Clutha Mayor Bryan Cadogan says his region is being forced to pay for rapid tourism growth from which it sees little benefit.

Mr Cadogan said his region was being swamped by  an influx of camper vans containing  tourists who provided little return, and the district’s already struggling residents had to cover the cost through their rates.

He again called on the Government to introduce a levy on tourists when they enter the country to help pay for the infrastructure they required.

A group of Otago and Southland mayors called for a levy  last month.

Mr Cadogan was responding to the latest Ministry of Business, Innovation and Employment (MBIE) tourism spending figures.

They showed Clutha  recorded remarkable growth last month, and in the last year.

The figures reported a 25% jump in tourism revenue for May, with $5 million of spending.

For the year to May, the increase was 15%, resulting in a $68 million spend.

That compared with 4.4% annual growth recorded for the year to December last year, and a 0.4% drop in the 12 months to September.

On monthly percentage figures, Clutha was only topped by Whanganui on 28%.

Wanaka again recorded the highest annual growth of 18%, with Fiordland not far behind on 16%.

The spends for those regions were much higher, at $497 million and $235 million respectively.

Mr Cadogan said the figures from the MBIE needed to kept in perspective.

The industry in Clutha was "so fledgling" it was easy to get variance in the data. "I actually question the data."

In response, MBIE acting manager of sector trends Mark Gordon said the estimates were based on electronic card transaction data.

They were aggregated to national totals using data from MBIE and Statistics New Zealand.For Clutha, the latest results showed an increase in the spend, but from a very low base.

The largest spend was fuel and other automotive products. MBIE had confidence in the figures.

Mr Cadogan said there had been an increase in numbers this year, but the relatively small number of tourism operators in the region were asking "how do we make them stay, and how do we make them pay?".

The Clutha region mostly attracted free, independent travellers, Mr Cadogan said.

"The trick is, and we’re hearing this time and again, if they discipline themselves down through our area, and spend frugally, they can have a blast when they get to Queenstown."

The visitors spent money on petrol and "a bit on food",  but the region was not making money from them.

Mr Cadogan said he went to his favourite paua spot recently, and found 37 camper vans parked there.

"The cost to them that night was nothing."

The district had supported tourism  by converting roads from gravel to tarseal, at a cost to ratepayers but the district was not benefiting financially from the spending.

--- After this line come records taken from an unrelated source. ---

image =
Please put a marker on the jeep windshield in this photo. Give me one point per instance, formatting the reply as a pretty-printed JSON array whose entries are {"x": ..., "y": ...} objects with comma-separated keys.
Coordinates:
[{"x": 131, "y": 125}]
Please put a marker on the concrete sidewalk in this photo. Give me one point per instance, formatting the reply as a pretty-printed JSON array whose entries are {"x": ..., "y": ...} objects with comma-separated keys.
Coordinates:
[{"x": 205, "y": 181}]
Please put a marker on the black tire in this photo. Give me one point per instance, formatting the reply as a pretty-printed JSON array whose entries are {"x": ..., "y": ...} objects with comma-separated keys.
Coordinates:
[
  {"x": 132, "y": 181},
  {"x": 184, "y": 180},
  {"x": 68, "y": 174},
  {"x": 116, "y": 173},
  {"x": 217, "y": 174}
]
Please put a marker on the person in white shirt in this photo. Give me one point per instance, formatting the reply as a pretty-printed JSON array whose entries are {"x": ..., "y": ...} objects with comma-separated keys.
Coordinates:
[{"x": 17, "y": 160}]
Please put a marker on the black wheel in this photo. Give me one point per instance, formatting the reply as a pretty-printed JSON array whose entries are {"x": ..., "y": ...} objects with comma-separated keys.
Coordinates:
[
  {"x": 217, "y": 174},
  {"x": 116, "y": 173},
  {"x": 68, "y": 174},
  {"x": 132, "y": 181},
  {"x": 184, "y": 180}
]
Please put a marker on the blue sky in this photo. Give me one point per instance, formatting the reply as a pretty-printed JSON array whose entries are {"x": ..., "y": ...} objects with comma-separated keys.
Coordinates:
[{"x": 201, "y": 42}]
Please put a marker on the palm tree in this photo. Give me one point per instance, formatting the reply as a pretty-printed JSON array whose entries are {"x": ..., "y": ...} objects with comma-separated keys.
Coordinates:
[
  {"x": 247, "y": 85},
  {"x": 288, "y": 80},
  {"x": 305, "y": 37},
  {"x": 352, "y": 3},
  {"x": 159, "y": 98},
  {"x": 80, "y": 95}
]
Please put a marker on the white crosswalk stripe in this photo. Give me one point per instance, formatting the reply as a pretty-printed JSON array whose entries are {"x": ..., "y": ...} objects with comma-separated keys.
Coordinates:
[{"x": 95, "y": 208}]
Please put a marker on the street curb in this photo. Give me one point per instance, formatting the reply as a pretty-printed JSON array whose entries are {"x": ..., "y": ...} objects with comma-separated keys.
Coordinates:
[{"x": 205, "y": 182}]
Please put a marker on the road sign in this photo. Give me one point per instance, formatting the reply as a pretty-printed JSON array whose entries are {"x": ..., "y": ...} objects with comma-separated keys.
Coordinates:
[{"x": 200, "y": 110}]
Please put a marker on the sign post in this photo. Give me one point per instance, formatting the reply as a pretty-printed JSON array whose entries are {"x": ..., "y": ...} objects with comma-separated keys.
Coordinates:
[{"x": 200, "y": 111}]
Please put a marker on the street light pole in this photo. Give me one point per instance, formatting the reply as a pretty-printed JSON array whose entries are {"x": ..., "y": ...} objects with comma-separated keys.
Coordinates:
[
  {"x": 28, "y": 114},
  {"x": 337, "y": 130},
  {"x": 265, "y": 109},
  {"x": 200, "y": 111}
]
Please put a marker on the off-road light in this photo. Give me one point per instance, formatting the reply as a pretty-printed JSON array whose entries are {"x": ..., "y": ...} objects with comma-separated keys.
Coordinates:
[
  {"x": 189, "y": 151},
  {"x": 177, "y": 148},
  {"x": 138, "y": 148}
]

Clutha ratepayers had to pay for the third-longest roading network in New Zealand, and extra government funding for tourism infrastructure announced in May was "dollar-for-dollar".

"Where do we get our dollar from?"

Clutha Development district marketing manager Kelsey Harrison said  the "hot spots" in the region were Nugget Point, Purakaunui  Falls, McLean Falls and Cathedral Caves.

Inland, the Clutha Gold cycle trail showed  consistently growing numbers.

The strengths of the area were its offering of "the original Kiwi experience".

Ms Harrison said growth lined up with the organisation’s recent annual business confidence survey, in which  operators indicated an increase in sales turnover compared with the previous year. She said more people were "definitely" coming to the region.